The menu at Little Jack’s Tavern is unabashedly meaty, but the whiskey sour is vegan.
“About two months ago, I read a piece about how bartenders overseas were using something called aquafaba in cocktails instead of egg white,” explains Brooks Reitz, co-owner of the new upper King Street restaurant.
As all Latin speakers know, aquafaba means “bean water,” or as Reitz puts it, “quite literally the liquid from a can of chickpeas.” The ingredient was christened just last year by vegan food developer Goose Wohlt, who embraced French chef Joel Roessel’s 2014 discovery that canning liquid can be manipulated to foam, bind and thicken. Since then, enthusiastic animal product abstainers have turned the stuff into meringues, fudge and mayonnaise: The Vegan Society last year called aquafaba “the next big thing to sweep across the vegan nation.”
But leftover bean juice also found a fan base in bartenders, especially those who cater to a vegan crowd. A recent Eater story (which inspired Reitz’s interest) quoted a pair of Los Angeles cocktail makers who described aquafaba as “magical.”

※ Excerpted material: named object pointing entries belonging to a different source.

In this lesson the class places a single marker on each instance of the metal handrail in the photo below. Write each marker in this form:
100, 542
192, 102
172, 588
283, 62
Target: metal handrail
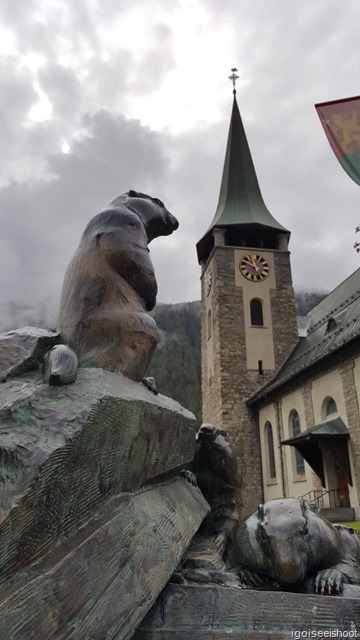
318, 497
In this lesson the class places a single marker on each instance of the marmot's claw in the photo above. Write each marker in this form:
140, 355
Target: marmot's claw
189, 476
150, 384
329, 582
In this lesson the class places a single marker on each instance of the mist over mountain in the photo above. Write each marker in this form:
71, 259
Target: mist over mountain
176, 362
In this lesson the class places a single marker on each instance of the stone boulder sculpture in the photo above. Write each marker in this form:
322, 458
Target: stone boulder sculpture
110, 286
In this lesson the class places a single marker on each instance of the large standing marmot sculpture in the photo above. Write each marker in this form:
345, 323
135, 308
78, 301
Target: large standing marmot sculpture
216, 471
110, 285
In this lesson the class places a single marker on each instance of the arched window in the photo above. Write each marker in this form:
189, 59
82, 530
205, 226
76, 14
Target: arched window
331, 407
328, 408
269, 439
209, 324
256, 313
298, 460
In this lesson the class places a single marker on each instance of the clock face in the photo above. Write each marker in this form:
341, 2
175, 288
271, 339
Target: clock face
254, 267
208, 281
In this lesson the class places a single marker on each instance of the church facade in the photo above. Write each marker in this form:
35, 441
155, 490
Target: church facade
288, 399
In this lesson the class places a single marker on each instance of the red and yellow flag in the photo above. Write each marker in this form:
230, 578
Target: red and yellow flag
341, 122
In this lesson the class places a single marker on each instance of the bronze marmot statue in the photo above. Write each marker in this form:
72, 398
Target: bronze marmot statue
288, 540
110, 285
216, 471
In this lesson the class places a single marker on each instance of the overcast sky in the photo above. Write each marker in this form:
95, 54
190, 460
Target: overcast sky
100, 96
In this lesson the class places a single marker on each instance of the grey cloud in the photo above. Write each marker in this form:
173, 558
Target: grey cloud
42, 222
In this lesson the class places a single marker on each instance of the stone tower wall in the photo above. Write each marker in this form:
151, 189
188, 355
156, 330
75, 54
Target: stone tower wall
226, 390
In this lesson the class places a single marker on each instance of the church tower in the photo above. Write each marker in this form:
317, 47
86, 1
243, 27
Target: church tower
248, 315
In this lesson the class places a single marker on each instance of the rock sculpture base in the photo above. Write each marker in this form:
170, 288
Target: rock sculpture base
95, 517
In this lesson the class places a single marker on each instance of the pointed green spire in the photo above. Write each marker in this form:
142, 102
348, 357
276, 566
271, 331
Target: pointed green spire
240, 200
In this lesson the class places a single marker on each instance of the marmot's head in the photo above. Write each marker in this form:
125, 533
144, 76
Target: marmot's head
157, 220
208, 433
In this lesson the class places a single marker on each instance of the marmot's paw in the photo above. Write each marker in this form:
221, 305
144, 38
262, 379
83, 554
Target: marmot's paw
150, 384
329, 582
220, 543
250, 579
189, 476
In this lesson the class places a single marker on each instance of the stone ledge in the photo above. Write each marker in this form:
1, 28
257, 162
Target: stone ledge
211, 613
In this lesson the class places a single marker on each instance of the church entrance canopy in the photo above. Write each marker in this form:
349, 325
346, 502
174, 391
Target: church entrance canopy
329, 437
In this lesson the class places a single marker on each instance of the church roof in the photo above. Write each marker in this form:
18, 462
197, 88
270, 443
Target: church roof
331, 324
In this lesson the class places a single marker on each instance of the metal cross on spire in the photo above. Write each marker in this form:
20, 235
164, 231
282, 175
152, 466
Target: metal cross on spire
234, 77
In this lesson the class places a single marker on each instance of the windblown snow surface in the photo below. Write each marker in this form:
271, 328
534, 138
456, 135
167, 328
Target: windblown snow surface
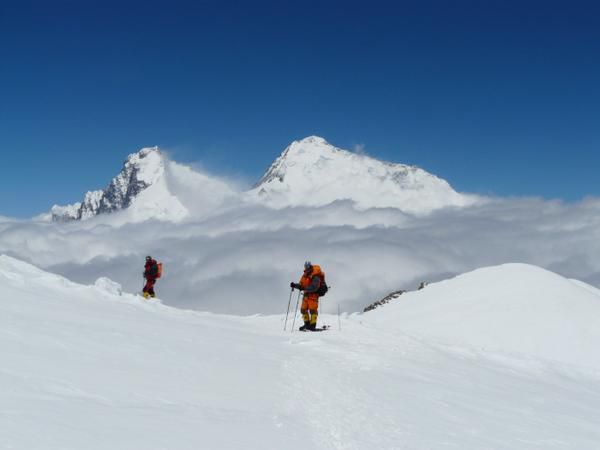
504, 357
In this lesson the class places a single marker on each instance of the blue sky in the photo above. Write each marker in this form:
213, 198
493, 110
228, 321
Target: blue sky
496, 97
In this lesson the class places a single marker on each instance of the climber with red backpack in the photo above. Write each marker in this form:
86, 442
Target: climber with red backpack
152, 272
313, 285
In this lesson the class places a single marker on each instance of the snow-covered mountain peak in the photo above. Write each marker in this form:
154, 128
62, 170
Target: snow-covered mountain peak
312, 172
140, 171
148, 164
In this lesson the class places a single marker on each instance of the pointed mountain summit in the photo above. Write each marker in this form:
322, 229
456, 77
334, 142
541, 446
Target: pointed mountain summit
312, 172
141, 171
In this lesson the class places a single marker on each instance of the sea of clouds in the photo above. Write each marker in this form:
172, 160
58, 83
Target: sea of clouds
238, 257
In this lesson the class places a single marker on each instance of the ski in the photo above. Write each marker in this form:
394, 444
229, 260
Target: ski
323, 328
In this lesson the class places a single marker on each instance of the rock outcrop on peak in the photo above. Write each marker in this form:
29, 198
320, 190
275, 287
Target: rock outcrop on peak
140, 171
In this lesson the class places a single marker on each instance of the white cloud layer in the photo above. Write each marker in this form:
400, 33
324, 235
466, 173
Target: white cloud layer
240, 257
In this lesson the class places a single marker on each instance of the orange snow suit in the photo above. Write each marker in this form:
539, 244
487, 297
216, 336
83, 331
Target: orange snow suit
310, 301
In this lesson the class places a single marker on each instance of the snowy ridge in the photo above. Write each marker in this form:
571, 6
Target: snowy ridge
140, 171
77, 356
512, 308
312, 172
309, 173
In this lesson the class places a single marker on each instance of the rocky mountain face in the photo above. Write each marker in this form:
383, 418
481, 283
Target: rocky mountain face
310, 172
140, 171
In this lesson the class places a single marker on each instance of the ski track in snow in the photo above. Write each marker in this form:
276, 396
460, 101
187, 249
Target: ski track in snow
87, 369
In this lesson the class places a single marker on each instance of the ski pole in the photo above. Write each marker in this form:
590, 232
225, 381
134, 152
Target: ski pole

“I thought it was crazy, but sent it on to the team to earmark for a test,” Reitz says. “Long story short: It makes an amazing sour without the weird smell or tannic finish of an egg white cocktail. No smell, no taste. A revelation for someone that loves a good sour but can’t stand the thought of a smelly egg white in a drink.”
And if you can’t stand the thought of canning liquid in your cocktail, Little Jack’s is also pouring martinis, Harvey Wallbangers and an array of other classic cocktails made without beans.
Little Jack’s is scheduled to open on Saturday.